Tuż obok murów starego miasta w Jajce w Centralnej Bośni, turyści meldują się tłumnie, żeby zrobić sobie zdjęcie przy imponującej 22-metrowej kaskadzie. Powstaje ona jeszcze na rzece Pliva, aby z hukiem wpaść do płynącej u podnóża miasta rzeki Vrbas. Już w XVII w. turecki poszukiwacz przygód, Evlija Celebi pisał:
Jest to spektakl tak zajmujący i niebywały, że człowiek nie może nadziwić się Wszechmogącemu i poruszony jest owym cudem.
Podziw dla przyrody obecnie się nieco zmcdonaldyzował. Oznacza to, że większość odwiedzających popatrzy na wodospad przez dziesięć minut, zrobi 20 zdjęć i ruszy dalej.
Niektórzy skuszą się jeszcze na spacer po starym mieście, odwiedzą ruiny cytadeli, zobaczą Basztę Niedźwiedzią, ewentualnie zajrzą do XIV w. katakumb, w których ukrywał się Tito w 1943 r.

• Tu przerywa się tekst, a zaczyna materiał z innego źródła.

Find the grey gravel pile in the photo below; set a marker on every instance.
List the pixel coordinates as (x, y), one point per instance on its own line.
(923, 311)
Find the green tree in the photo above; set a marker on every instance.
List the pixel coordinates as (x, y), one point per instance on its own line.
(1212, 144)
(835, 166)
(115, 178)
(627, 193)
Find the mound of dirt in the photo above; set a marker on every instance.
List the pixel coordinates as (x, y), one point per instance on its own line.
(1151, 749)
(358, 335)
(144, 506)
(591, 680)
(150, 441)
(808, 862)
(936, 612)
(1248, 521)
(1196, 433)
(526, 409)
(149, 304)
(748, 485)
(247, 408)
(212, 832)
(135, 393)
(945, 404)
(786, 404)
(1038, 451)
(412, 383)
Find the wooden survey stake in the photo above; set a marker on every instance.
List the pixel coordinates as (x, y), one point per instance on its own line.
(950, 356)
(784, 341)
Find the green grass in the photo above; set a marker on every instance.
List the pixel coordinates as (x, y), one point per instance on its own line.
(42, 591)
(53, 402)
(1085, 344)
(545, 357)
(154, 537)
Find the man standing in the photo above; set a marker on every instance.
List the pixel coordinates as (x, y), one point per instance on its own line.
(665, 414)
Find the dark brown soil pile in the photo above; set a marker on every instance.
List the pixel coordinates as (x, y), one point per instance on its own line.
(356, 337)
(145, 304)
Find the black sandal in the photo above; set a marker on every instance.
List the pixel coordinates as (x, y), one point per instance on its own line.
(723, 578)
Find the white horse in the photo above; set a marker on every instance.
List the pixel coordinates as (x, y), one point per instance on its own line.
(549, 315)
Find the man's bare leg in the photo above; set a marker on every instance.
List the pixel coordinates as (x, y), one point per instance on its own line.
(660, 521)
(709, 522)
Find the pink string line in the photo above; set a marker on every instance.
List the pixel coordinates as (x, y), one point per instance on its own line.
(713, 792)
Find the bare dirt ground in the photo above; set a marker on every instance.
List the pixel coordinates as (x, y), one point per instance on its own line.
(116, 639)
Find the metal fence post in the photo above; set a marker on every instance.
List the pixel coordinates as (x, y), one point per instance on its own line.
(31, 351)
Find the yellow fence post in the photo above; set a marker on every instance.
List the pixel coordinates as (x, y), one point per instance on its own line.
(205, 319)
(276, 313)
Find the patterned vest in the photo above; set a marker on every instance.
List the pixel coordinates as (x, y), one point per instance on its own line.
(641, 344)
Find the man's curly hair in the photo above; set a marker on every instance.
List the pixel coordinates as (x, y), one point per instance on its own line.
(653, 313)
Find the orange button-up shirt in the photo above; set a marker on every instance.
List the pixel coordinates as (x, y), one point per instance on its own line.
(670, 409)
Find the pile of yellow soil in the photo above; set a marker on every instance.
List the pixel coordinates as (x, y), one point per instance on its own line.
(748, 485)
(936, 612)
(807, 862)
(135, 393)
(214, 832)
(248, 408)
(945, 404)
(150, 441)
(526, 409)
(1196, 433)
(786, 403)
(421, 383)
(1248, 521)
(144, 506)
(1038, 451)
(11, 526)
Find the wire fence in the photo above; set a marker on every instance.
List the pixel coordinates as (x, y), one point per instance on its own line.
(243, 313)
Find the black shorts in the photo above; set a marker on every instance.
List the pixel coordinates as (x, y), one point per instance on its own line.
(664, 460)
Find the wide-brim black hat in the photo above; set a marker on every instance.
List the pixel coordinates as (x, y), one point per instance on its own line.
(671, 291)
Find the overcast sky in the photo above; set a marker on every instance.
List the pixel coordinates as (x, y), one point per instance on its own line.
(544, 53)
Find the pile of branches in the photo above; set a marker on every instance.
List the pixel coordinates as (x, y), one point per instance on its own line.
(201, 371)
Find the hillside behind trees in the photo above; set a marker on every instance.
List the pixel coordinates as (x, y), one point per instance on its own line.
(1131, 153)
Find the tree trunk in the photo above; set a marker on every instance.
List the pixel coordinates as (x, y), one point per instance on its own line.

I po obiedzie zakończą przygodę z Jajce.
Tymczasem Jajce to miejsce, które aż się prosi, żeby zostać tu na noc, czy dwie. W okolicy nie brakuje atrakcyjnych miejsc, w sam raz na dzienne wycieczki.
A wieczorami byłby czas raz jeszcze zajrzeć nad wodospad, albo przejść na wzgórza po drugiej stronie rzeki Vrbas. Stamtąd roztacza się pełna panorama na Jajce – dawną stolicę bośniackich królów i imponujący słup wody u jej stóp.
Na południu i wschodzie Bośni rządzi Drina, która powstaje z połączenia dwóch wspaniałych, czarnogórskich rzek – Plivy i Tary. Jednak na zapoznanie się Driną dopiero przyjdzie jeszcze czas podczas którejś z kolejnych wypraw na Bałkany.